A criação da Internet é uma história repleta de nomes: uma das maiores revoluções da história da humanidade, a rede não surgiu da noite para o dia e nem foi resultado de uma invenção de uma única pessoa. E dessas dezenas de peças do quebra-cabeças que acabaram formando a Internet atual, alguns nomes são instantaneamente reconhecidos por trabalhos específicos: Robert Kahn e Vint Cerf, por exemplo, são considerados os inventores do protocolo TCP/IP. Outros ficam um pouco mais distante do holofote.
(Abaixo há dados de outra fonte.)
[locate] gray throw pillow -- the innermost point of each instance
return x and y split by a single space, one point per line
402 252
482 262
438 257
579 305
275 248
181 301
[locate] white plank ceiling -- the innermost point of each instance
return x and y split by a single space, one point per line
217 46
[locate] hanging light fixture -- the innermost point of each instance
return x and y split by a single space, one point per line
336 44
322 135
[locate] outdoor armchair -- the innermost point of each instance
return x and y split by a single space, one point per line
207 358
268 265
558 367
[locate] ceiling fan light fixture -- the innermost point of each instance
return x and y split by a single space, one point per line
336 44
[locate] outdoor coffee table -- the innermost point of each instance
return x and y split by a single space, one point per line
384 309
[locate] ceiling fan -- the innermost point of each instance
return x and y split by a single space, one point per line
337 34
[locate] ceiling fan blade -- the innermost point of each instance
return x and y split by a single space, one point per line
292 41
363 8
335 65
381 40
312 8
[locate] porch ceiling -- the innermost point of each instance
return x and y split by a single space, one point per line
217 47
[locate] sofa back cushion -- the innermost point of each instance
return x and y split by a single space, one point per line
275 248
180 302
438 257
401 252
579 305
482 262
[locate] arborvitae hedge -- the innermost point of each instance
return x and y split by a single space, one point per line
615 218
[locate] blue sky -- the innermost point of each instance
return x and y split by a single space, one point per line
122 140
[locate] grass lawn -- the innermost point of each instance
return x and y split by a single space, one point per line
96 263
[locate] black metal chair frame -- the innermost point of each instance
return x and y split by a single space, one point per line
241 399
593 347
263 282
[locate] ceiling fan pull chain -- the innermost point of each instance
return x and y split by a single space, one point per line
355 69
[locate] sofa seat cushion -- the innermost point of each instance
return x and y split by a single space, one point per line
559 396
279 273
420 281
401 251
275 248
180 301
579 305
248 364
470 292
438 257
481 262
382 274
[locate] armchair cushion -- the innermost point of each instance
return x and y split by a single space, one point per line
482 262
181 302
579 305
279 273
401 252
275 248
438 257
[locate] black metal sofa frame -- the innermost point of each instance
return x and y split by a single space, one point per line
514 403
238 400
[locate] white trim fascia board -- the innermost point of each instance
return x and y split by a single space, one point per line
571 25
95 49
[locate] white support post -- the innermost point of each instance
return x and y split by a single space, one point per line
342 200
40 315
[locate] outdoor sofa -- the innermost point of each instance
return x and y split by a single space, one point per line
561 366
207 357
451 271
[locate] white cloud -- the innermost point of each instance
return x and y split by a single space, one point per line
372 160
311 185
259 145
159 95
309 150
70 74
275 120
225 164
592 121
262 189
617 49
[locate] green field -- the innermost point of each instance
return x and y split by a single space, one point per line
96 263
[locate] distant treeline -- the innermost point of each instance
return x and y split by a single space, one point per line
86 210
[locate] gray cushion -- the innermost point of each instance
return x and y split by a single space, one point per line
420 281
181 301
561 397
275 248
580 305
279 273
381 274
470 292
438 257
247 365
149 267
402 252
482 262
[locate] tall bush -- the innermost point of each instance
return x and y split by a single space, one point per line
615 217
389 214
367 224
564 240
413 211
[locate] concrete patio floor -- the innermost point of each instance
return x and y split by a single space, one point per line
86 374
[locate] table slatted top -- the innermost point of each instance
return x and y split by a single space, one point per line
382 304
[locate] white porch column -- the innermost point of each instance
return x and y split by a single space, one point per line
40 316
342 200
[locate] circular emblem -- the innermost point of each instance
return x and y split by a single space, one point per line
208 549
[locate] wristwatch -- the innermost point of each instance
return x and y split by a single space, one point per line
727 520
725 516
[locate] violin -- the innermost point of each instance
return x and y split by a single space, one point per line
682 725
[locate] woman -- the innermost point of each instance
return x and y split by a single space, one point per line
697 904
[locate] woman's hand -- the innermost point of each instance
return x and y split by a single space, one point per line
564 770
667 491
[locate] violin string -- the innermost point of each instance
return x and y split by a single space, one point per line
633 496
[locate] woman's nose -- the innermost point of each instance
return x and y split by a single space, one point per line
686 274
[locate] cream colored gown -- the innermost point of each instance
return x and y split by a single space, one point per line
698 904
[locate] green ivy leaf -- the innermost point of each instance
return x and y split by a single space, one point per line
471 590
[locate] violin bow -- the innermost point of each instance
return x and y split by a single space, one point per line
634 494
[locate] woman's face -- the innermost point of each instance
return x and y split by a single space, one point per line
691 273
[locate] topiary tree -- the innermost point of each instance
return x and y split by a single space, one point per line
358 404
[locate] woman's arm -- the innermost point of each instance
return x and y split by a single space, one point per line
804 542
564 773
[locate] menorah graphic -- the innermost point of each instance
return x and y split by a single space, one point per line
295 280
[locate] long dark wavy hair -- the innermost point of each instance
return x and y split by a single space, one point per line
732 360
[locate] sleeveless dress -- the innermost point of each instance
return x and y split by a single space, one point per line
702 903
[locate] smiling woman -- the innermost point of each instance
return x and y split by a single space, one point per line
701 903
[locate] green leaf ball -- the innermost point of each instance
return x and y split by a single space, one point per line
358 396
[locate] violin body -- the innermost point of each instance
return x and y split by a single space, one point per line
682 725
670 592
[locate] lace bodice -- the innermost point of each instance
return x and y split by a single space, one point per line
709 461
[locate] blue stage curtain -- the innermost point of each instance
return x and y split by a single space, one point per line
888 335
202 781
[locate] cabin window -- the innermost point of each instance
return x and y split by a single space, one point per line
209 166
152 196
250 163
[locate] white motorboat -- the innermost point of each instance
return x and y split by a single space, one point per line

Parte deles, inclusive, até por escolha do própria: e esse é o caso de John Klensin.
Reconhecido em 2012 como um dos pioneiros da web pelo Hall da Fama da Internet, o cientista político e especialista em ciência da computação esteve durante os anos 60 e 70 envolvido em diversos projetos de desenvolvimento de protocolos que acabaram sendo parte da criação da ARPAnet — a rede de compartilhamento de dados financiada pelo Departamento de Defesa dos Estados Unidos que acabou se transformando na Internet que conhecemos hoje.
Entre entre eles, estavam alguns dos protocolos essenciais para a fundação da rede, como o FTP (File Transfer Protocol), criado para permitir a transferência de arquivos entre computadores, e o SMTP (Simple Mail Transfer Protocol), uma das bases para o envio de e-mails.
Ainda assim, Klensin se recusa a assumir um protagonismo: ele se define apenas como “um cientista político com um interesse em comunicação, influência e redes de pessoas”, e afirma que os trabalhos que levaram ao seu reconhecimento como parte da base da construção da Internet não fazem dele um dos “pais da Internet”, mas são resultado de um esforço conjunto de desenvolvimento com diversas outras pessoas.
“E eu sempre evitei me envolver com a Internet no nível dos bits. Eu me envolvi no desenvolvimento de coisas administrativas da Internet porque as pessoas que estavam envolvidas sabiam que eu tinha a habilidade para resolver os problemas humanos, políticos e dinâmicos disso, enquanto eles cuidavam da engenharia”, contou em uma entrevista ao Canaltech nesta semana, quando esteve em São Paulo para um evento que discutiu o futuro da tecnologia juntamente com o Comitê Gestor da Internet no Brasil, o CGI.br. “Mas havia uma divisão clara, então não, eu não sou um dos pais da Internet”.
Mas talvez um dos papéis mais importantes que Klensin teve para a web foi seu trabalho junto ao pesquisador Jon Postel, que acabou resultando na criação da Internet Assigned Numbers Authority (IANA), autoridade responsável pelo gerenciamento e alocação de endereços de IP.
Quando a IANA foi absorvida e sua a esponsabilidade passou para o Internet Corporation for Assigned Names and Numbers (ICANN), através de um acordo com o Departamento de Comércio dos Estados Unidos, Klensin também esteve lá para garantir que a transição funcionasse bem.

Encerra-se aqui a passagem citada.